Gilmar Mendes, um dos príncipes maquiavélicos encantados da Corte e que recentemente declarou que o Exército brasileiro está se associando a um genocídio na pandemia, até meados de 2018 havia libertado quase 40 presos da Lava Jato. Segundo o editor Mendes, muitos desses acusados de crimes graves que envolviam quantidades astronômicas de dinheiro não apresentavam ameaça à sociedade e, por isso, as prisões poderiam ser substituídas por “medidas restritivas menos gravosas”.

Depois veio o inquérito bizarro das fake news do editor Alexandre de Moraes, com capítulo especial à parte para a prisão tirânica de jornalistas que criticaram a Corte e alguns editores. Moraes mandou bloquear 16 contas de aliados do presidente Jair Bolsonaro no Twitter e 12 perfis do Facebook, violando diretamente o artigo 5º da Constituição Federal — “é livre a manifestação do pensamento” —, com multa diária de R$ 20 mil para as empresas caso não obedecessem imediatamente à sua birra, digo, decreto. O editor-tiranete da Corte ampliou o alcance do bloqueio das contas para fora do Brasil, baseando-se em um inquérito ilegal, imoral e inconstitucional. Já pensaram explicar esse processo a uma pessoa da estirpe e da seriedade do juiz Scalia? “What?”

“Você teria de ser um idiota para acreditar no argumento da ‘flexibilidade’ da Constituição”
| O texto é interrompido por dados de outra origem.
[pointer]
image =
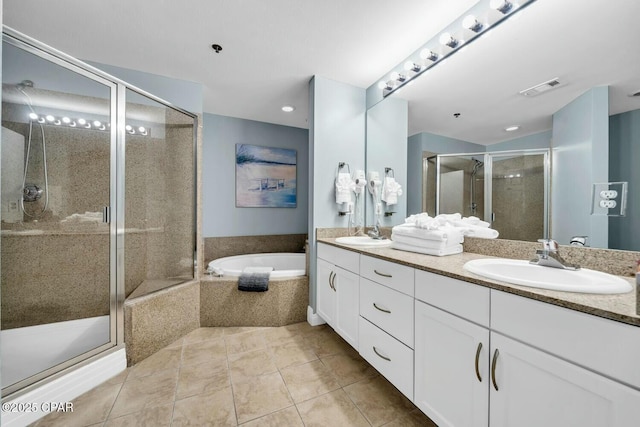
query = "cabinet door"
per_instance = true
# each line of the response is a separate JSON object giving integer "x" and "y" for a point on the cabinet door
{"x": 537, "y": 389}
{"x": 326, "y": 296}
{"x": 451, "y": 368}
{"x": 347, "y": 286}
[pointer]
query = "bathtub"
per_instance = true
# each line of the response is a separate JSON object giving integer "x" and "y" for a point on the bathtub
{"x": 284, "y": 264}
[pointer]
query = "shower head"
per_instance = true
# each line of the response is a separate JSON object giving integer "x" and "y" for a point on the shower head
{"x": 25, "y": 83}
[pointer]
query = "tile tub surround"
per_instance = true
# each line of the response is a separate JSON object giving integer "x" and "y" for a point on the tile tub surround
{"x": 294, "y": 375}
{"x": 153, "y": 321}
{"x": 222, "y": 304}
{"x": 618, "y": 307}
{"x": 220, "y": 247}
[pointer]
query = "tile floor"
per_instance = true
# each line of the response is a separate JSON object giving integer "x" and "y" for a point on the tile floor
{"x": 295, "y": 375}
Mas nem só de ativismos ideológicos e esperneios midiáticos para a torcida progressista vivem nossos editores maquiavélicos. Entre interferências em outros poderes, há espaço e tempo para discutir cigarros com sabor, sacolas plásticas para supermercados e demais urgências nacionais desse porte que não envolvam os encrencados com a lei que contam com foro privilegiado.

Esta semana, a brincadeira de nossos supremos companheiros no parquinho da democracia foi a de que a delação premiada do ex-ministro Antonio Palocci não poderá ser usada na ação penal contra o ex-presidente Luiz Inácio Lula da Silva. Os ministros entenderam que Sergio Moro, então juiz da Lava Jato, agiu de forma ilegal e por motivação política ao anexar a colaboração de Palocci aos autos. Enquanto Edson Fachin votou por manter a delação do ex-ministro no processo contra o ex-presidente, os editores Ricardo Lewandowski e Gilmar Mendes votaram pela exclusão das provas dessa ação penal. Entenderam a edição?
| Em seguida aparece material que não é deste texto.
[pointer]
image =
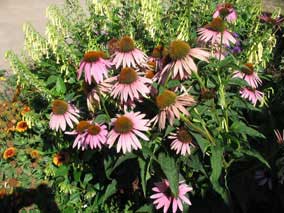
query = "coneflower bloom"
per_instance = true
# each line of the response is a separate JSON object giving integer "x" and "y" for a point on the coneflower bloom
{"x": 182, "y": 63}
{"x": 129, "y": 86}
{"x": 182, "y": 142}
{"x": 125, "y": 130}
{"x": 247, "y": 73}
{"x": 22, "y": 126}
{"x": 89, "y": 134}
{"x": 9, "y": 153}
{"x": 63, "y": 113}
{"x": 226, "y": 11}
{"x": 170, "y": 105}
{"x": 127, "y": 55}
{"x": 95, "y": 66}
{"x": 280, "y": 138}
{"x": 216, "y": 31}
{"x": 163, "y": 197}
{"x": 251, "y": 94}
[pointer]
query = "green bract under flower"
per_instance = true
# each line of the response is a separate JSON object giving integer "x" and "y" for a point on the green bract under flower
{"x": 126, "y": 44}
{"x": 93, "y": 56}
{"x": 217, "y": 24}
{"x": 123, "y": 125}
{"x": 178, "y": 49}
{"x": 165, "y": 99}
{"x": 127, "y": 75}
{"x": 59, "y": 107}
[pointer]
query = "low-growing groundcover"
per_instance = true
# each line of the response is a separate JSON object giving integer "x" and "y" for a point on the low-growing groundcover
{"x": 146, "y": 106}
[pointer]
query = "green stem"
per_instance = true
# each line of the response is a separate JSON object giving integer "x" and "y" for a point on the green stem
{"x": 204, "y": 132}
{"x": 103, "y": 104}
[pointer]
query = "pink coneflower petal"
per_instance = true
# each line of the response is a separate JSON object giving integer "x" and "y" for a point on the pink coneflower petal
{"x": 163, "y": 197}
{"x": 125, "y": 131}
{"x": 252, "y": 95}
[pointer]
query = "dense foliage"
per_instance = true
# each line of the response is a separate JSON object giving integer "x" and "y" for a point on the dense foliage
{"x": 124, "y": 99}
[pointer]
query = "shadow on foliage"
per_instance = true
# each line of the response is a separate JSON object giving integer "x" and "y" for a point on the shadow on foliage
{"x": 42, "y": 196}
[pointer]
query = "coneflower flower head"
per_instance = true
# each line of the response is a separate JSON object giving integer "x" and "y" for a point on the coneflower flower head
{"x": 95, "y": 66}
{"x": 226, "y": 11}
{"x": 247, "y": 73}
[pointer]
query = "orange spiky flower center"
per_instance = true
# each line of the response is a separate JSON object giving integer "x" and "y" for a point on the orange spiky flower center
{"x": 178, "y": 49}
{"x": 247, "y": 69}
{"x": 127, "y": 75}
{"x": 82, "y": 126}
{"x": 93, "y": 56}
{"x": 126, "y": 44}
{"x": 165, "y": 99}
{"x": 217, "y": 24}
{"x": 123, "y": 124}
{"x": 184, "y": 136}
{"x": 94, "y": 129}
{"x": 59, "y": 107}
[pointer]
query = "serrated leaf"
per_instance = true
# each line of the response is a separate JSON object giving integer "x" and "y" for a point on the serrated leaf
{"x": 202, "y": 142}
{"x": 169, "y": 168}
{"x": 143, "y": 169}
{"x": 240, "y": 127}
{"x": 110, "y": 190}
{"x": 256, "y": 155}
Antonin Scalia, um norte jurídico para democratas e republicanos da Suprema Corte da mais sólida democracia do mundo, era muito claro em relação a suas decisões: “Se você for um juiz bom e fiel, deve se resignar ao fato de que nem sempre gostará das conclusões a que você chega. Se você gosta delas o tempo todo, provavelmente está fazendo algo errado”. E completa: “Você teria de ser um idiota para acreditar no argumento da ‘flexibilidade’ da Constituição”.

O Brasil sério não precisa de fake news para constatar o supremo vexame quase diário dos editores companheiros do STF. Só as news bastam.